Background
Antenatal care (ANC) is the service given by the caregiver for pregnant women to make safe the health of both pregnant women and babies during the pregnancy period
Objectives
The objective of the current study was to persuade high-quality public health service and plan the mothers and their households expressively and mentally for being motherhood by ever-increasing antenatal care visits from health institutions.
Methods
Community-based cross-sectional study design was applied. Cross-sectional survey design mainly used for the collection of information on the Utilization of Antenatal Care Visit of Women During Pregnancy and its Related Factors in Bench-Sheko Zone, South Nation Nationalities Peoples of Region, Southwestern Ethiopia: Cross-sectional study. The study populations are all populations who are living in the study area, South Nation Nationalities peoples of Region, Southwestern Ethiopia.
Results
Evidence tells us, one hundred twenty-nine (16.9%) of pregnant women were not visited by the caregiver during pregnancy. Around eighty-three percent of pregnant women were visited in health institutions at least once prior in the five years in the survey. The Poisson regression model was preferred to fit the data.

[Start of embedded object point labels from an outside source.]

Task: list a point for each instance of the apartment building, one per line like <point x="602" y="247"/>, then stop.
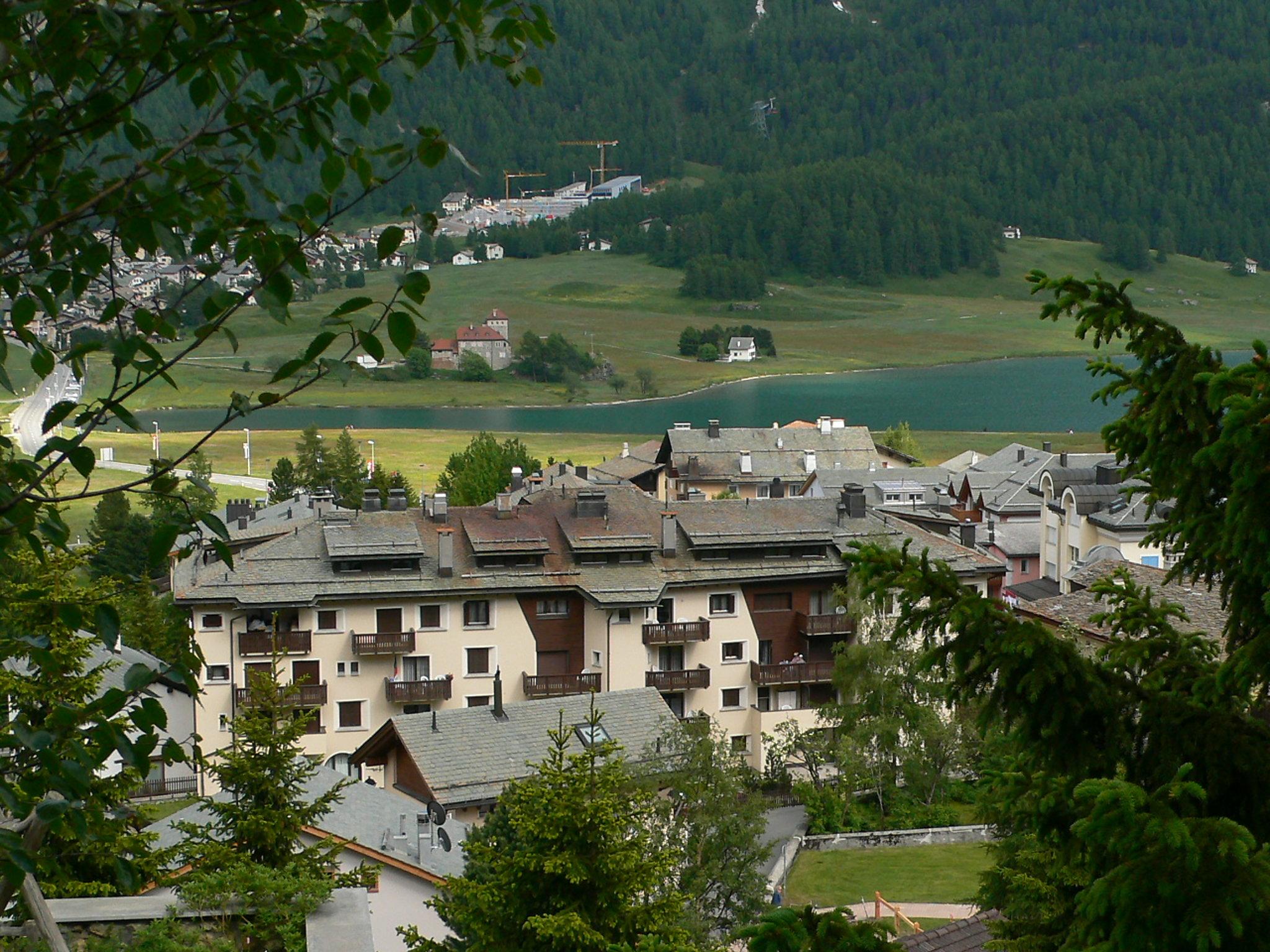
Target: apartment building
<point x="761" y="464"/>
<point x="1093" y="513"/>
<point x="726" y="607"/>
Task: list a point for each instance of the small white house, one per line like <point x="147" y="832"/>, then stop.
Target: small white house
<point x="742" y="350"/>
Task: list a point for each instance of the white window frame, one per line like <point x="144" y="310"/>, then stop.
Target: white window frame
<point x="730" y="614"/>
<point x="443" y="616"/>
<point x="489" y="602"/>
<point x="493" y="660"/>
<point x="363" y="702"/>
<point x="339" y="621"/>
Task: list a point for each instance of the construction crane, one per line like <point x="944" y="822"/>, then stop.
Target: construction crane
<point x="601" y="144"/>
<point x="510" y="175"/>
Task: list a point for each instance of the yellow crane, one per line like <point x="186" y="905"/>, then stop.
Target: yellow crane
<point x="601" y="144"/>
<point x="510" y="175"/>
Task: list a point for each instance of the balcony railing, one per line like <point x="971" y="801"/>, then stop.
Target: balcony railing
<point x="791" y="673"/>
<point x="686" y="679"/>
<point x="384" y="643"/>
<point x="295" y="695"/>
<point x="559" y="684"/>
<point x="676" y="632"/>
<point x="412" y="692"/>
<point x="266" y="643"/>
<point x="167" y="787"/>
<point x="831" y="624"/>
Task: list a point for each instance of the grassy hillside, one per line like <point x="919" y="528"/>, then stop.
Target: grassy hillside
<point x="633" y="314"/>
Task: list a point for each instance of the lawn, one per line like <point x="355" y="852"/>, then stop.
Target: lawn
<point x="938" y="874"/>
<point x="422" y="455"/>
<point x="631" y="312"/>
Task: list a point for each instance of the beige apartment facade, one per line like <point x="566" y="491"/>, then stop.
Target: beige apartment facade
<point x="726" y="607"/>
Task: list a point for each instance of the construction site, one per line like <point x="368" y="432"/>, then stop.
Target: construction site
<point x="464" y="214"/>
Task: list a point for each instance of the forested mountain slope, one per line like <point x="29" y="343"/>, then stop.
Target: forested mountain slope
<point x="1062" y="116"/>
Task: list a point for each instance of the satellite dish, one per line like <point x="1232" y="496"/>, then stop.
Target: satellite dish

As the output indicated in analysis, the odds ratio of women whose husband education status is illiterate is equal to exp(-0.272) = 0.76(95% CI:-0.507,-0.038) (other variables are adjusted), it indicates that the women whose husband education status is 0.76 less likely to ANC visit than women whose husband education status is higher and above.
Conclusions
The remark conclusion that the source of information, religion, educational status, birth order, knowledge of danger signs for pregnancy, and service satisfaction were significant at the alpha level of significance on the ANC visit of Women during pregnancy.